Il est très difficile pour moi d’arriver à un endroit où je peux dire, la main sur le cœur, que je veux que les démocrates gagnent. Ce que j’aimerais voir se produire, probablement, ce sont les conservateurs occidentaux, avec lesquels j’ai tendance à partager plus d’idéologie, des conservateurs comme Jeff Flake, Mike Lee, Ken Buck, peut-être Cory Gardner dans une certaine mesure – je veux voir ces types de personnes l’emporter. Cela ne m’amène pas à ce que le Sénat ou la Chambre changent de mains, mais il y a des types spécifiques de personnes que je préférerais voir se lever, si c’est humainement possible.

Frum : Mon espoir pour 2018 : qu’Adam Schiff remplace Devin Nunes à la présidence de la commission du renseignement de la Chambre, et que nous ayons une enquête honnête sur l’intrusion de puissances étrangères dans la politique américaine, et que nous extirpions la pénétration du gouvernement américain, mais pas seulement, par des puissances étrangères.

Mon propre conseil à tout le monde est d’être mentalement préparé au pire, même si vous espérez le meilleur. Pensez comme un pessimiste mais agissez comme un optimiste. La lutte sera rude, et quel que soit le sort réservé à Donald Trump, je ne pense pas que son éviction règle automatiquement tout. Donald Trump a émergé de la société, pas seulement du système politique. Et les maux de la société ne sont pas corrigés par des partis ou des correctifs politiques ; ils sont corrigés par des changements sociaux.

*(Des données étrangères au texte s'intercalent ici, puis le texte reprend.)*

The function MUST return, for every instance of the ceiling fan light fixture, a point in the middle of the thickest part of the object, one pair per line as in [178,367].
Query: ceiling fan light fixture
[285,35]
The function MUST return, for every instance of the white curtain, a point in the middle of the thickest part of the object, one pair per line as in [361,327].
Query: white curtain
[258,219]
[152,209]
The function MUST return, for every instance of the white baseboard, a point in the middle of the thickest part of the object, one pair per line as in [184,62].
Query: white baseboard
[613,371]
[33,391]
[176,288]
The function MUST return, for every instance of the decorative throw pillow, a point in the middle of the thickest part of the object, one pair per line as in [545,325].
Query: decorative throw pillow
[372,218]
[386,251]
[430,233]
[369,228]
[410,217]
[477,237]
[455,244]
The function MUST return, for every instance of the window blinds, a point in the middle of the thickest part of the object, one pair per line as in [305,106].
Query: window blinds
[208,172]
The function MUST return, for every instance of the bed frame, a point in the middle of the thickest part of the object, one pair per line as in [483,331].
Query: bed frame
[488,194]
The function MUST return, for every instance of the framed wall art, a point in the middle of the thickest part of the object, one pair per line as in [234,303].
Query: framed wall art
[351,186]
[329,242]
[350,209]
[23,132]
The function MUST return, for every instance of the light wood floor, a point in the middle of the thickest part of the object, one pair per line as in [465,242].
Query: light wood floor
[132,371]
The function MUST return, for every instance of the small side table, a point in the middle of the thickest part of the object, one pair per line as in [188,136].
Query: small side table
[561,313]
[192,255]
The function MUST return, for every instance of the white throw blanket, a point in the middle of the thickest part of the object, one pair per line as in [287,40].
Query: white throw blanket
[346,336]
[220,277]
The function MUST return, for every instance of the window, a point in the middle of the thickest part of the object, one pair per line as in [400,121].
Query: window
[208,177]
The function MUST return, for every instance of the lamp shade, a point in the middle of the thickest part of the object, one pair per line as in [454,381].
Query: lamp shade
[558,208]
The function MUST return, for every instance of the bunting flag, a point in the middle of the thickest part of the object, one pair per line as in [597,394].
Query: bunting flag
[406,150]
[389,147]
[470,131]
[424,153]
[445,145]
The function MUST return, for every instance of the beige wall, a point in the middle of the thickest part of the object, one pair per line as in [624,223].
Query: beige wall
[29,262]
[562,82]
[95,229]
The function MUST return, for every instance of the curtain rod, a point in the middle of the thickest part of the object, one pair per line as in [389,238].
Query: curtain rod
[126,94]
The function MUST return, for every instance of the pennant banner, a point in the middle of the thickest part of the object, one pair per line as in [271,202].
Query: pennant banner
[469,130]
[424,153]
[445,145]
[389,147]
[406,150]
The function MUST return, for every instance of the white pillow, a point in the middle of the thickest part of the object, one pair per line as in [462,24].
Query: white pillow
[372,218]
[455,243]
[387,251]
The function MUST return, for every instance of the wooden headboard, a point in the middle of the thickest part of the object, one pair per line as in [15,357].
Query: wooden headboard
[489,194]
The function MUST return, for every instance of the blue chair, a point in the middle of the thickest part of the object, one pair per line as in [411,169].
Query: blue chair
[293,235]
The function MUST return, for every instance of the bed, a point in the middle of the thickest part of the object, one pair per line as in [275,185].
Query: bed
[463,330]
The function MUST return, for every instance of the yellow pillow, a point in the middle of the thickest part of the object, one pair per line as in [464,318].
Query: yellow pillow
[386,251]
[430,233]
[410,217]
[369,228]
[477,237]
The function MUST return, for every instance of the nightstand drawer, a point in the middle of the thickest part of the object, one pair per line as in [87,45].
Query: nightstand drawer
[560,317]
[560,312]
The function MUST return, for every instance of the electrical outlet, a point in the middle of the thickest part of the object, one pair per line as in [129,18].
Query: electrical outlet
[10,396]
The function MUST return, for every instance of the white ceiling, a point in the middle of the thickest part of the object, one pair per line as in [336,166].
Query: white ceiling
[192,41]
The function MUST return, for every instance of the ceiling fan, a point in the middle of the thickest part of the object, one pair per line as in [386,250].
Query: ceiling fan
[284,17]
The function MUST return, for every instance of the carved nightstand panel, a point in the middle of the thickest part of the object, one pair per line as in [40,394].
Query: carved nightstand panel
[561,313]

Wehner : Je suis tout à fait d’accord avec David. Mais, tant que Donald Trump est au pouvoir et a de la force et de l’autorité, ces changements nécessaires ne peuvent pas se produire. Desserrer son emprise et diminuer son rôle est une condition nécessaire mais non suffisante pour le renouvellement de la vie politique américaine.